The problem is, as I said, that you assert something that implies infinitely many twin primes with no justification whatsoever. Then in the proof of Proposition 10 you write that pi_2(6m) >mH_m holds for all m> 5 without any justification. I showed your paper just now to a colleague of mine who is an expert in this area of number theory. He agreed that these are serious gaps in the argument. More explanation than this is not reasonable to ask: the burden has to be on you to make sense rather than on the mathematical community to explain to your satisfaction why you are not making sense.
@ Bryan Krause In the proof of Proposition 10, we define the expression H_m. This is important. Then, by numerical verification, we find that pi_2 (6m)> mH_m holds for all m> 5. In the same way, we determine the values of m in formulas (16) and (17), which are some analogues of the inequality obtained from the Rosser and Schoenfeld inequalities. I think that the values of x in the Rosser and Schoenfeld inequalities are obtained in the same way, but no one requires their justification. Or I did not understand the question?
@AndreiAllakhverdov You aren't pinging correctly, and you aren't even pinging the right person.

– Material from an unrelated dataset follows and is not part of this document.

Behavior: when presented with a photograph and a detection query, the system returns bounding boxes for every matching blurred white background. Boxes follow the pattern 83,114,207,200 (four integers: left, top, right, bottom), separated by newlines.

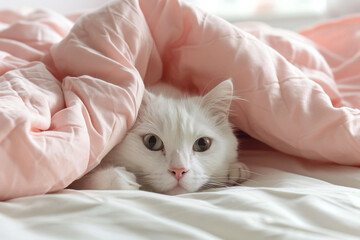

This type of math is far far far from my area of expertise but it seems like everything you are talking back falls back to (15) which you only justify by saying "Construction for double sieving can be described roughly as" - you give no other justification for that conclusion and do not explain the justification. Maybe the justification is in the previous paragraph? But you seem to only show it is true for a couple bounded examples. That's far from saying it is true for all n. I might be way off because, again, I know nothing of this sort of math.
19:58
@Andrei: "Then, by numerical verification, we find that pi_2 (6m)> mH_m holds for all m> 5." This includes the statement that you showed that there are infinitely many twin primes by "numerical verification." This is not possible. "I think that the values of x in the Rosser and Schoenfeld inequalities are obtained in the same way, but no one requires their justification." Rosser and Schoenfeld are giving "effective forms" -- i.e., with explicit constants -- of results that were already known asymptotically. This is not the same as what you are claiming at all...

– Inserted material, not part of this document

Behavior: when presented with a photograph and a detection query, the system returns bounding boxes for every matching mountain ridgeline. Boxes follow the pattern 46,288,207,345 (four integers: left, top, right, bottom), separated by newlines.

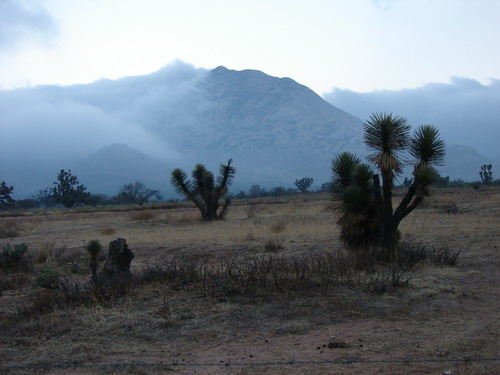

...In short: you have major misunderstandings of the work of Rosser and Schoenfeld and also of what constitutes a valid mathematical proof. Because of this you have written paper "does not contain any results of value." So Reviewer #1 was right and your implication that he did not read your paper is not justified. You would be using your time much more efficiently if you shored up your knowledge of basic mathematics rather than submitting papers that claim to prove Goldbach, prime k-tuples, etc. You may not be able to understand why your work is wrong until you learn more.
By the way, this is really the last I will say on the matter, but I hope you will remember that professional mathematicians have engaged with and critiqued your work. "Really all mathematicians not only do not see, but also do not want to see beyond their nose?" No, not really.
@BryanKrause Thanks to you both. I understood you both. I guess I wrote the work poorly. Maybe I can change the style and write more transparently. Perhaps I worked too long on the article and many things that seem obvious to me are not obvious to the reader. In fact, the main idea of the work is to construct a double (and multiple) sieve of the Eratosthenes type. The Goldbach-Euler conjecture and the twin primes conjecture simply follow from this construction.
As for the basics of mathematics, you are wrong - I own them completely. I have a mathematical education, although I do not work in my specialty and can only study mathematics in my spare time. But I do not speak English at all.